We had chosen to stop over in Kazan to break up the long journey and to see the world-heritage listed Kremlin. At the end of our three-night train trip, we were glad to have made this choice, as another 12 hours on the train to Moscow probably would have been too much for us to endure.
After arriving we spent the afternoon recovering and had dinner in our hotel, which turned out to be a pretty strange and amusing place. Inside the hotel – one of the tallest buildings in the city – was a bowling alley, bar, billiards area and a huge empty restaurant over two floors. The all-Russian menu had photos to help us make our choice, which would have been handy if we could have deciphered what the different meats were in each picture. I selected something that looked like chicken, which turned out to be pork, while Richard selected something that looked like steak. They could have served us anything and we probably would have been happy as these were our first decent meals in four days. The next morning over breakfast we were entertained by the nightclub atmosphere, and enjoyed our Russian style breakfast listening to the blaring tunes of ‘From Russia with Love’ and other 90s anthems.

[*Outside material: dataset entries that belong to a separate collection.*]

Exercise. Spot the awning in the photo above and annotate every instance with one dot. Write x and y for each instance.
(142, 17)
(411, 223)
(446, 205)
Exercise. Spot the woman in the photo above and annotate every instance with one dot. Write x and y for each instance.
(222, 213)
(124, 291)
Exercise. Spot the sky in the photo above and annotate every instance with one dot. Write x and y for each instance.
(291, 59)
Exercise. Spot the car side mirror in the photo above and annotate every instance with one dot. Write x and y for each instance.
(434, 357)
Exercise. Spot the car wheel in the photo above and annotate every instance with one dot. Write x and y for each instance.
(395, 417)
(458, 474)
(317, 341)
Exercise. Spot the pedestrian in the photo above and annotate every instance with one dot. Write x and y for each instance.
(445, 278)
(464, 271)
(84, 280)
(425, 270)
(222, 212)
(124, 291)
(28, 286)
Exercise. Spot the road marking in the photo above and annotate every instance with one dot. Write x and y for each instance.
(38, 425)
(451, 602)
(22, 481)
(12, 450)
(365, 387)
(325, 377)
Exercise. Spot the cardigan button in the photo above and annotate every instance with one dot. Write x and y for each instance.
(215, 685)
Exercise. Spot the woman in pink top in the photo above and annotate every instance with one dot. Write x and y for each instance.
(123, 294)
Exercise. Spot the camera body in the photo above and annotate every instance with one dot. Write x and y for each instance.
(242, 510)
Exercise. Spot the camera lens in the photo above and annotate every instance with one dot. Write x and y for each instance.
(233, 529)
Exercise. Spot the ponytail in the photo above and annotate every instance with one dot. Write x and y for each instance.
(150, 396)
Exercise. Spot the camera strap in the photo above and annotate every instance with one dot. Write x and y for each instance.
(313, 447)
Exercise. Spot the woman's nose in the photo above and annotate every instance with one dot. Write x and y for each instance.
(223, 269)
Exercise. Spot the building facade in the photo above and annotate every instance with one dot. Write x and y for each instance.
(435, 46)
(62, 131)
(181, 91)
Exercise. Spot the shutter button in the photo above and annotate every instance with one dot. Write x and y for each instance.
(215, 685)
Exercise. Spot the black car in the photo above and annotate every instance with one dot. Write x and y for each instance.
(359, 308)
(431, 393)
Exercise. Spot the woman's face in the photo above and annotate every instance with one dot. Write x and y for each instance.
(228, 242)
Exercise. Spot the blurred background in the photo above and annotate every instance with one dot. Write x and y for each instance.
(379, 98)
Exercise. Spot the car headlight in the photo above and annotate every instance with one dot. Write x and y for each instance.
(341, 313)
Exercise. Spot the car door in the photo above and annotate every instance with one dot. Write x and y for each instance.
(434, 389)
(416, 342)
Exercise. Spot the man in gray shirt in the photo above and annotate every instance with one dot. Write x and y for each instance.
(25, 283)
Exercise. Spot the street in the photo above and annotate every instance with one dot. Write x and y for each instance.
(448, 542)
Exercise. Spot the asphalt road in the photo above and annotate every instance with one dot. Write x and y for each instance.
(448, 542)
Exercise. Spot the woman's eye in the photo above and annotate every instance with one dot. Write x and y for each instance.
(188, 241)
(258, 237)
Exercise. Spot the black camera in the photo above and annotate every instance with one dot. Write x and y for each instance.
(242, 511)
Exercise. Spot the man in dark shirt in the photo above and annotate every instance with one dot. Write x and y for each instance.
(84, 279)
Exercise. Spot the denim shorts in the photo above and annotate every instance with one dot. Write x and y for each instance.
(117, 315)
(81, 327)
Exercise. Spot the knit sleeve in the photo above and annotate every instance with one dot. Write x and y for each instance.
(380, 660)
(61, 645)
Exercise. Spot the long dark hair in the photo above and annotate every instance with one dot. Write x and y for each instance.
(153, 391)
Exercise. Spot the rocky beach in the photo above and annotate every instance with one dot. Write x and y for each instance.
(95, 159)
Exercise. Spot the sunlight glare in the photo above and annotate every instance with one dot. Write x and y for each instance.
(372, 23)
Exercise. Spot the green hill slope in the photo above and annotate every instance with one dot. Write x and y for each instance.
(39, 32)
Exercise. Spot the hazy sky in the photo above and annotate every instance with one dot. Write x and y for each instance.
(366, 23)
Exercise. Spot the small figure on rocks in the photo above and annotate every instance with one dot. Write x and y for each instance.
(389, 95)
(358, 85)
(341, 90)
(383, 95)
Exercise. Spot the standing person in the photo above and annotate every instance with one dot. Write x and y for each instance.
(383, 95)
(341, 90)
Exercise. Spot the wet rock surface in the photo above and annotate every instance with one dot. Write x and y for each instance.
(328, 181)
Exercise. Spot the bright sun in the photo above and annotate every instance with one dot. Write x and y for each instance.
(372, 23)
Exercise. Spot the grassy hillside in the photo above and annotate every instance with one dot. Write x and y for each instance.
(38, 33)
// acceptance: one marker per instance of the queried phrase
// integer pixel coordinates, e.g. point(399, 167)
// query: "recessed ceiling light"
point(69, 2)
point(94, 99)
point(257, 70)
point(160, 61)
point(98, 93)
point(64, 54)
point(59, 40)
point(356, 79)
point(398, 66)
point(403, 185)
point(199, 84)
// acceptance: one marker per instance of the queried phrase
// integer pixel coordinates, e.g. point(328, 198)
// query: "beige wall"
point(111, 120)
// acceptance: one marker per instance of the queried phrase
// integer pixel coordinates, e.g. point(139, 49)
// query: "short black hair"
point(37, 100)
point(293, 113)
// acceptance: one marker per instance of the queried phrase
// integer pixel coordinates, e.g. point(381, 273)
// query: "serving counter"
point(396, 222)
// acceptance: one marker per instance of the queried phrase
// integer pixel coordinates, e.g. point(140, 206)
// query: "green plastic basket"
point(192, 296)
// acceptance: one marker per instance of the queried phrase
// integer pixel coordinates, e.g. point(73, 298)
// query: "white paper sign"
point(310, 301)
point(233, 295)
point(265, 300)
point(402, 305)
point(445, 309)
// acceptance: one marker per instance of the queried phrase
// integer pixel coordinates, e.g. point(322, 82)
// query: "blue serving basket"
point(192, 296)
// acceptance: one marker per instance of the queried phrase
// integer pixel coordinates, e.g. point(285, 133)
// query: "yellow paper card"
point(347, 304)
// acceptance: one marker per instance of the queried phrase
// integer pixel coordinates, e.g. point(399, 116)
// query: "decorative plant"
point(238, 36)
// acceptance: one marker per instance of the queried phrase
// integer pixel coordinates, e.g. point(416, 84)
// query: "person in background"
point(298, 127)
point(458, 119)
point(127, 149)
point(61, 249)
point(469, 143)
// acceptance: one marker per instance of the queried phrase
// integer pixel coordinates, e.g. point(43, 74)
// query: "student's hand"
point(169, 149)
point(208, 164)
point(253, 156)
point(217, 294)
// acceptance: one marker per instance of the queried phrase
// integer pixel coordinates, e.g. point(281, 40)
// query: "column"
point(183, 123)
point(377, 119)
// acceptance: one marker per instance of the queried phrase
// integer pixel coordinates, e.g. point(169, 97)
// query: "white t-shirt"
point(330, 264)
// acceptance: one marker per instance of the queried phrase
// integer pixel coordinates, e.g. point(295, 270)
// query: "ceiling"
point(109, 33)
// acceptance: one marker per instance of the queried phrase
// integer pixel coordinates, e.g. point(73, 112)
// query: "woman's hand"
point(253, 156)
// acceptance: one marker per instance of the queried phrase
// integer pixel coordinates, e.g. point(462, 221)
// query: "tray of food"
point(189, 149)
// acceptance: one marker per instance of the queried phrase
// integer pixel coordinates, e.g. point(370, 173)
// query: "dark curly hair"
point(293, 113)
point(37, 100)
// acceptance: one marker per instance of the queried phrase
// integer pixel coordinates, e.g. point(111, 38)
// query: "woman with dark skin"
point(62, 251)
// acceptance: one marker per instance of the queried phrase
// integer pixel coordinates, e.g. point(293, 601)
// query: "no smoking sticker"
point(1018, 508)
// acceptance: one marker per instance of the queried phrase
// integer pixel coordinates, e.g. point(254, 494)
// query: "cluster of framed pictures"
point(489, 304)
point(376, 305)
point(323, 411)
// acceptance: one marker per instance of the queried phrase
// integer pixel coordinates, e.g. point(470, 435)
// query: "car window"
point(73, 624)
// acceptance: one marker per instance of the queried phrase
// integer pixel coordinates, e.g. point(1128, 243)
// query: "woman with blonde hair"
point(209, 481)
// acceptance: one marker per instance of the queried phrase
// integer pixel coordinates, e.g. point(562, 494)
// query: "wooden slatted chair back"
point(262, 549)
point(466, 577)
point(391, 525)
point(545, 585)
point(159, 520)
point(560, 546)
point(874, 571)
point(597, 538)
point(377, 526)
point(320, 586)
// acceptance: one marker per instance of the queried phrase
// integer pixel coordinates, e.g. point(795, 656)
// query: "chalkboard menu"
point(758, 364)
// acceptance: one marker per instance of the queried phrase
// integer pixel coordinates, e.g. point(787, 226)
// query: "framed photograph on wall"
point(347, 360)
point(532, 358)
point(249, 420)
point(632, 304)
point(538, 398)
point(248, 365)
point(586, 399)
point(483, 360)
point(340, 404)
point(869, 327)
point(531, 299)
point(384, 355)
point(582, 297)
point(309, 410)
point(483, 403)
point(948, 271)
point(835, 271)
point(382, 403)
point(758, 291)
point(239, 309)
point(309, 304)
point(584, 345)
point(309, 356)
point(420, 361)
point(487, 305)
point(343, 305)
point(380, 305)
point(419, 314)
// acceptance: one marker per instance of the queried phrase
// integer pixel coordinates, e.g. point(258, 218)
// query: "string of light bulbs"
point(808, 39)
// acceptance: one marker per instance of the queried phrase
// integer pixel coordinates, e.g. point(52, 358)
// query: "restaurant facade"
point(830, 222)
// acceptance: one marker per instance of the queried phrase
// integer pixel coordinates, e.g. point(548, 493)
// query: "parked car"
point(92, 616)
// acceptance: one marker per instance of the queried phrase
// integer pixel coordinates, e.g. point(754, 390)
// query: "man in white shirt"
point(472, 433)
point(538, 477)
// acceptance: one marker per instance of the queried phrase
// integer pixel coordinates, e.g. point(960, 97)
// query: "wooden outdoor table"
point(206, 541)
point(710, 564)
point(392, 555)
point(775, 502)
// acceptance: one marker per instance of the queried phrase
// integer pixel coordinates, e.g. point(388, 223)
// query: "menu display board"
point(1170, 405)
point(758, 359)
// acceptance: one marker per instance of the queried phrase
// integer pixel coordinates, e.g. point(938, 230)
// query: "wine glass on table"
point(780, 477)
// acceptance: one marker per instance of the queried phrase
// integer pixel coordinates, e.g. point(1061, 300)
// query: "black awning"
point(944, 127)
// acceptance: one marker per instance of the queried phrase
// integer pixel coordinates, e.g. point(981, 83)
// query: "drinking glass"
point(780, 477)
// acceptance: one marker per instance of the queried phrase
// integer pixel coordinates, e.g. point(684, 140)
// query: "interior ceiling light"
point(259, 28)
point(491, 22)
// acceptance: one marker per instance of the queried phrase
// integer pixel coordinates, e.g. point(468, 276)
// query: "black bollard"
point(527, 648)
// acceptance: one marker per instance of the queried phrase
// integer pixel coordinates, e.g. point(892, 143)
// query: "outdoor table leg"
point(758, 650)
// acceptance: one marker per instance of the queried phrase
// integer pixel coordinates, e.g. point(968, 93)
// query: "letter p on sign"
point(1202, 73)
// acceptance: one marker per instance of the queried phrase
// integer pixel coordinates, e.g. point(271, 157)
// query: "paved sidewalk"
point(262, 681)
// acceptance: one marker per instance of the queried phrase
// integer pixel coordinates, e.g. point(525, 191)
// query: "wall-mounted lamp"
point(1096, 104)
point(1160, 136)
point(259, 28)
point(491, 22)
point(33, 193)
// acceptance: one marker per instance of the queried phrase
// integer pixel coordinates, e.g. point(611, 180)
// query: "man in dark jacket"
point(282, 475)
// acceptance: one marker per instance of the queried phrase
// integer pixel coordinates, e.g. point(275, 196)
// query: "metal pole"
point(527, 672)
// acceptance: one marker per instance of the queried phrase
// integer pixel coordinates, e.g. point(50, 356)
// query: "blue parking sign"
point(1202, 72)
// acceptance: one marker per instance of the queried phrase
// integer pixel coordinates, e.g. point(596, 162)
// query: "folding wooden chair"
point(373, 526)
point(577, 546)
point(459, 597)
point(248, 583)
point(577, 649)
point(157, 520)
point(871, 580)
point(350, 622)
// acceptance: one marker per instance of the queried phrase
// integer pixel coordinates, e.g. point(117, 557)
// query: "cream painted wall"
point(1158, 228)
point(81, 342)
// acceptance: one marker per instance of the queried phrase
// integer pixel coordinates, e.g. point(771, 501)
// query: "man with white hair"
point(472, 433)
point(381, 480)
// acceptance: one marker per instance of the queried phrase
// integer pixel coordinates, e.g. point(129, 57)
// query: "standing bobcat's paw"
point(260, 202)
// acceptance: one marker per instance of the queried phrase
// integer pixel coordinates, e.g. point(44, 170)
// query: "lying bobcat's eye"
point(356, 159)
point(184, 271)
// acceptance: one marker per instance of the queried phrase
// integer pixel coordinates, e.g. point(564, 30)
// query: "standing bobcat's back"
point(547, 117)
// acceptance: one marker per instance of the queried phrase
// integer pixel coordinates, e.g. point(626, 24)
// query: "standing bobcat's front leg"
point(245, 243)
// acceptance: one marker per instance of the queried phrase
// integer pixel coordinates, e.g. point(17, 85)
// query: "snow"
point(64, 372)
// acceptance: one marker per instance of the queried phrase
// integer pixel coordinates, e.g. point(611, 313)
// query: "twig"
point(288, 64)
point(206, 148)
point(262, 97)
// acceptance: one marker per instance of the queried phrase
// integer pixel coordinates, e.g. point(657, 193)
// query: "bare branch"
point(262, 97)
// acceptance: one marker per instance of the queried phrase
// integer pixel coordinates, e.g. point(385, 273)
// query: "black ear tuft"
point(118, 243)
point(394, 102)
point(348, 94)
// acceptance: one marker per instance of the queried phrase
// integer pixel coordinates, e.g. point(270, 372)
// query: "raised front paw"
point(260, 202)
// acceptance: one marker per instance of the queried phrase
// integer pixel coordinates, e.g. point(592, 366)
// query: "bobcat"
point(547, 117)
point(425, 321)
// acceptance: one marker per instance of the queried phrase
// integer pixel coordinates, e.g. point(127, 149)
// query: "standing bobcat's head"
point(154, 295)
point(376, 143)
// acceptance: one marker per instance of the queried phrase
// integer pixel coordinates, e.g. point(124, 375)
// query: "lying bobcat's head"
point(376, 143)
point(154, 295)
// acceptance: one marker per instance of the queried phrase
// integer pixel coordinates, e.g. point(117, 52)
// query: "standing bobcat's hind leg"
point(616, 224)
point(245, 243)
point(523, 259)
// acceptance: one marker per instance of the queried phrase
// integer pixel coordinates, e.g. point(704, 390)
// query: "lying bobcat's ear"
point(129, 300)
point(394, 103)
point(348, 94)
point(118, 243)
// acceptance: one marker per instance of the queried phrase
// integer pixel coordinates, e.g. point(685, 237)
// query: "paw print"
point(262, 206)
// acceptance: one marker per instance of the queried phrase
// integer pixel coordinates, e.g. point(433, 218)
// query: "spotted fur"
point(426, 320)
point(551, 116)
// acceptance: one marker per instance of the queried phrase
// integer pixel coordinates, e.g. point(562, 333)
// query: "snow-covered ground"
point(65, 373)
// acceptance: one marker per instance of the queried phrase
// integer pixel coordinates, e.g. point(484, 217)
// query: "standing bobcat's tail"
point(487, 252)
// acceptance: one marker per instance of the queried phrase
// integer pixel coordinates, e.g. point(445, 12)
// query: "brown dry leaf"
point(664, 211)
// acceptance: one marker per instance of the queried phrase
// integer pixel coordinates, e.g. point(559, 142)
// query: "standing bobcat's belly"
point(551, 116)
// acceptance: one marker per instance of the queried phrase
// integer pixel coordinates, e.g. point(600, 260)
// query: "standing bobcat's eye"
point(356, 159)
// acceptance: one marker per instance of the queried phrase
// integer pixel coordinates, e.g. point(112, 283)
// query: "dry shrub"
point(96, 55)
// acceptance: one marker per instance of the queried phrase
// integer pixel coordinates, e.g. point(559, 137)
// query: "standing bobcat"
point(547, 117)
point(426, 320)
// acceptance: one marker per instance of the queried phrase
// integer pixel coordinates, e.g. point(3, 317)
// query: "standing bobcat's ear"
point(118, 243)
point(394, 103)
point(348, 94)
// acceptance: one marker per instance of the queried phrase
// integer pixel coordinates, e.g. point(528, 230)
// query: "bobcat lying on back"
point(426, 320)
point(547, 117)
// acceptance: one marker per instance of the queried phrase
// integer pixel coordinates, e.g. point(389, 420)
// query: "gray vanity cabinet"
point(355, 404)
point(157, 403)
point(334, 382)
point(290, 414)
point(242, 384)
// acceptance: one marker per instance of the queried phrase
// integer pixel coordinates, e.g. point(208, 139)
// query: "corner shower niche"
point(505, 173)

Our room had a fantastic view over the city and the Kremlin, which at night was lit up beautifully. The following morning we ventured out to check out the Kremlin and the city, which were both impressive, but strangely quiet. There were a few tourists in the Kremlin and we found people wandering around the main street of the city but other than that the whole place had a slightly empty feel about it. The city contained plenty of beautiful old buildings many with a Tatar influence, but it also seemed to have its fair share of abandoned and dilapidated buildings too. In the main streets these were covered with a fabric printed with outlines of windows and other features presumably reflecting what the building would have looked like – an interesting and surprisingly effective solution to the presence of such structures in the main thoroughfare.
One day was probably enough for us in the city and we were happy to head to the train station that night. Train 1 to Moscow certainly lived up to its namesake. We were overjoyed when we realised we were once again in a first-class style carriage with a clean and near-new compartment to ourselves. The friendly provodnitsas served us tea before we fell asleep on the relatively comfortable beds.